The Secretary of the Navy Considers such a step as a deviation from his duty, except he shall recieve your express order. We have supposed it probable that circumstances might exist in the Mediterranean, which would enable the commandant of the squadron to execute these objects without loss or injury to the public service. Indeed the Secretary himself suggests that the John Adams or Alert (store ships) might possibly be one of them spared for these purposes.

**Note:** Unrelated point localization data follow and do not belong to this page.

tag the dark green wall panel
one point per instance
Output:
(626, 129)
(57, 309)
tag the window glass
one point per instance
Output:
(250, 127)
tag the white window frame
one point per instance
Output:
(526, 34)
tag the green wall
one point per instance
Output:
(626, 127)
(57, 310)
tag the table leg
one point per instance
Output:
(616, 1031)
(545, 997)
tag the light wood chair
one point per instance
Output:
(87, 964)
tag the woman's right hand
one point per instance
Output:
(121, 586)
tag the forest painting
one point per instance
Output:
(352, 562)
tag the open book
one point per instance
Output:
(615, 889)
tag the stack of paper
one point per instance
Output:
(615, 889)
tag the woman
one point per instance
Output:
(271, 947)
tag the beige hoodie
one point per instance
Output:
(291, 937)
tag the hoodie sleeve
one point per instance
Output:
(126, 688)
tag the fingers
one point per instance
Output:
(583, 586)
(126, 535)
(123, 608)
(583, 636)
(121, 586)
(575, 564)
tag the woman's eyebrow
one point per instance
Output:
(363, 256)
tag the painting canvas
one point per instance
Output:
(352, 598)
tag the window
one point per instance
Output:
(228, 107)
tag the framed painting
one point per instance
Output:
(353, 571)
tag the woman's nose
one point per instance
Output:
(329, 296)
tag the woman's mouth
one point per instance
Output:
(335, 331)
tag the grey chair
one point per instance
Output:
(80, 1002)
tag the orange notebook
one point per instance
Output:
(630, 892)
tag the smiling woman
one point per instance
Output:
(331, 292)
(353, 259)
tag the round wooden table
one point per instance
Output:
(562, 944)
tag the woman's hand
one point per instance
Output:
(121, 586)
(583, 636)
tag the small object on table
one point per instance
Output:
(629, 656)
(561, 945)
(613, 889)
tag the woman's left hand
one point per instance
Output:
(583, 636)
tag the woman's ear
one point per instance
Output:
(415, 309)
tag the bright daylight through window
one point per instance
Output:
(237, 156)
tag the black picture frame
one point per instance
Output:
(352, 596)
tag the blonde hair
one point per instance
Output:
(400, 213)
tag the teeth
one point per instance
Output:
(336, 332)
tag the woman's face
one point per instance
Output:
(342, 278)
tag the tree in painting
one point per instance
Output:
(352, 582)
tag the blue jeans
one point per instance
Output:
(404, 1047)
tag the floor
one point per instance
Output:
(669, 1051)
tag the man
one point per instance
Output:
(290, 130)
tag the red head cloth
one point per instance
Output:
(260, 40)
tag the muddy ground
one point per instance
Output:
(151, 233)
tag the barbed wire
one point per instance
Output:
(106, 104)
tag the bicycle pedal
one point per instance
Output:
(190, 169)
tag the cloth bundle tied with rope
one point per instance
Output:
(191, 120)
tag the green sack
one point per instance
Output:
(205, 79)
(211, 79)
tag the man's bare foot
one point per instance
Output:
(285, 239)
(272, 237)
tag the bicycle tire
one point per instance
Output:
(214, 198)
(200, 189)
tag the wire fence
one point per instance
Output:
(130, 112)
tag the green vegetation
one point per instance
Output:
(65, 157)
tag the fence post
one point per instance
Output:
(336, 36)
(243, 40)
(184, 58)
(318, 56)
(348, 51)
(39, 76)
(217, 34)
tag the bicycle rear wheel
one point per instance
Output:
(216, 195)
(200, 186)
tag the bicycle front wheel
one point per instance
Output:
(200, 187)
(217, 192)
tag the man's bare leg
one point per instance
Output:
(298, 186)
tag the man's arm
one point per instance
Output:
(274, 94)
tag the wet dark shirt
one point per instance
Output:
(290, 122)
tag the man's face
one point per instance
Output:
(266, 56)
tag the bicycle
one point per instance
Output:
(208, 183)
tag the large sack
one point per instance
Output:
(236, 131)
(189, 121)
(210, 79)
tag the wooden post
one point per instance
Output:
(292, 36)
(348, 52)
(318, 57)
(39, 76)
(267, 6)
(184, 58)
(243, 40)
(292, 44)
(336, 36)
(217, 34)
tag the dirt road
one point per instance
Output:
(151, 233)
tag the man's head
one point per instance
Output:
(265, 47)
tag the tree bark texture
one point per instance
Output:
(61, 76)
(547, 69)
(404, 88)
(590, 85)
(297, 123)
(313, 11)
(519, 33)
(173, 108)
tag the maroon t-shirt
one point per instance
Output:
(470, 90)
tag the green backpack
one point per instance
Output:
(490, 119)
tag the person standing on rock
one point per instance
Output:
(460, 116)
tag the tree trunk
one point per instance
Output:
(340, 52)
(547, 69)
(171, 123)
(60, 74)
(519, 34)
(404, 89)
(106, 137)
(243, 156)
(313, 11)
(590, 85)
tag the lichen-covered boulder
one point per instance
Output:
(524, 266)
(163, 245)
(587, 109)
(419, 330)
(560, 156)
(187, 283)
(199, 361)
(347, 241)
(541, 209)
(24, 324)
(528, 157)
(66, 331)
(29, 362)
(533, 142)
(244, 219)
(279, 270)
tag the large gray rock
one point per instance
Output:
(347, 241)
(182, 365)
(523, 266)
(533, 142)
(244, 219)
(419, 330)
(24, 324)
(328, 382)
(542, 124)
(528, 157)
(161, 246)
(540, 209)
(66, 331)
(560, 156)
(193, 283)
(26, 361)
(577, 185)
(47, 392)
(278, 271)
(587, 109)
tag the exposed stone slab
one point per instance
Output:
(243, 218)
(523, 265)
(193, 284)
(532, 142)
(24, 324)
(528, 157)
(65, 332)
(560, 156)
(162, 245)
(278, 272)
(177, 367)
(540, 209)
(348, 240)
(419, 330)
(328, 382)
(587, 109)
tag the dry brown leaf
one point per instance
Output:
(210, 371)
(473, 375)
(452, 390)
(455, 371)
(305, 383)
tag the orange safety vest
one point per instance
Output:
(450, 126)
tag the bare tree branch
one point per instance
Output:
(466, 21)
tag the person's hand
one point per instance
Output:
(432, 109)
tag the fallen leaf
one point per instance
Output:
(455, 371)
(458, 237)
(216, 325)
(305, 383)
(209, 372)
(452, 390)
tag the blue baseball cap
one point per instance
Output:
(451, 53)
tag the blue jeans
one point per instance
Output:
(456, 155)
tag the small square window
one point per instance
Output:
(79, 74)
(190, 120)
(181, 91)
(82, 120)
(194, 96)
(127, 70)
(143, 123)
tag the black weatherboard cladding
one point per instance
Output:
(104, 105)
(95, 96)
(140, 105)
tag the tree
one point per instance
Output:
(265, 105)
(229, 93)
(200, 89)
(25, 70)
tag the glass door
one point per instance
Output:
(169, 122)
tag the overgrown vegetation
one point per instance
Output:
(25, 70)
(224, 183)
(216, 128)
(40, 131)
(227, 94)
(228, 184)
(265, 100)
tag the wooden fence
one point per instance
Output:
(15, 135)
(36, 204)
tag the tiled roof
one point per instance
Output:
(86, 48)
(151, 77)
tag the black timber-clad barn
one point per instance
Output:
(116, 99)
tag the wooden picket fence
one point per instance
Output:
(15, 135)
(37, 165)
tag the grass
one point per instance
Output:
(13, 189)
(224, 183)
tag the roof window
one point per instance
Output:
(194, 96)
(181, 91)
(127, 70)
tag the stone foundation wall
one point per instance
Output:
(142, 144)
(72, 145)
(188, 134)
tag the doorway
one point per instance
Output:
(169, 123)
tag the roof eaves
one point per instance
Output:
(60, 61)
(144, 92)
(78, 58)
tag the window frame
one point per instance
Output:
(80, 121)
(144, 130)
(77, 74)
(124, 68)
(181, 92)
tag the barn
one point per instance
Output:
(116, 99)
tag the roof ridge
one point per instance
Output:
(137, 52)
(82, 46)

An order might be drawn so as to direct the commandant of the Squadron, in case it could be done without too much inconvenience or injury to the public service, to execute these objects. We remain with sentiments of very high consideration Your Obt. Sts

John P. Van Ness Richard Bland Lee

Letterbook copy (DNA: RG 42, Records of the Commissioners Appointed to Supervise the Repair or Rebuilding of the Public Buildings in Washington, Letters Sent).

1Giovanni Andrei (1770–1824), a native of Carrara, Italy, was recruited by Philip Mazzei as a sculptor for the U.S. Capitol and arrived in the United States in 1806. He carved the capitals for the House of Representatives’ chamber in place, a slow and expensive process, and this still-unfinished work was destroyed by fire when the British invaded Washington in August 1814. Architect of the Capitol Benjamin Henry Latrobe suggested that the capitals could be replaced more quickly and cheaply by having new ones carved in Italy under Andrei’s supervision. The commissioners’ 8 Aug. 1815 instructions for Andrei’s trip stated that a U.S. Navy ship would convey him from Barcelona to Leghorn. They also included the strict injunction that the work, now encompassing capitals for the Senate chamber and President’s House as well, be finished by 1 Apr. 1816. Andrei did not return to the United States until June 1817, but he brought the specified capitals plus eight others ordered in the meantime to implement a change in the Senate chamber design. In addition, he had recruited and was accompanied by two stoneworkers: Francisco Iardella and Carlo Franzoni, brother of the Capitol sculptor Giuseppe Franzoni, who had died in April 1815. Andrei continued his work on the Capitol sculptures until his death (Charles E. Fairman, comp., Works of Art in the United States Capitol Building, Including Biographies of the Artists, S. Doc. No. 63–169, at 7 [1913]; William C. Allen, History of the United States Capitol: A Chronicle of Design, Construction, and Politics, S. Doc. No. 106–29, at 65, 105–6, 119 [2001]).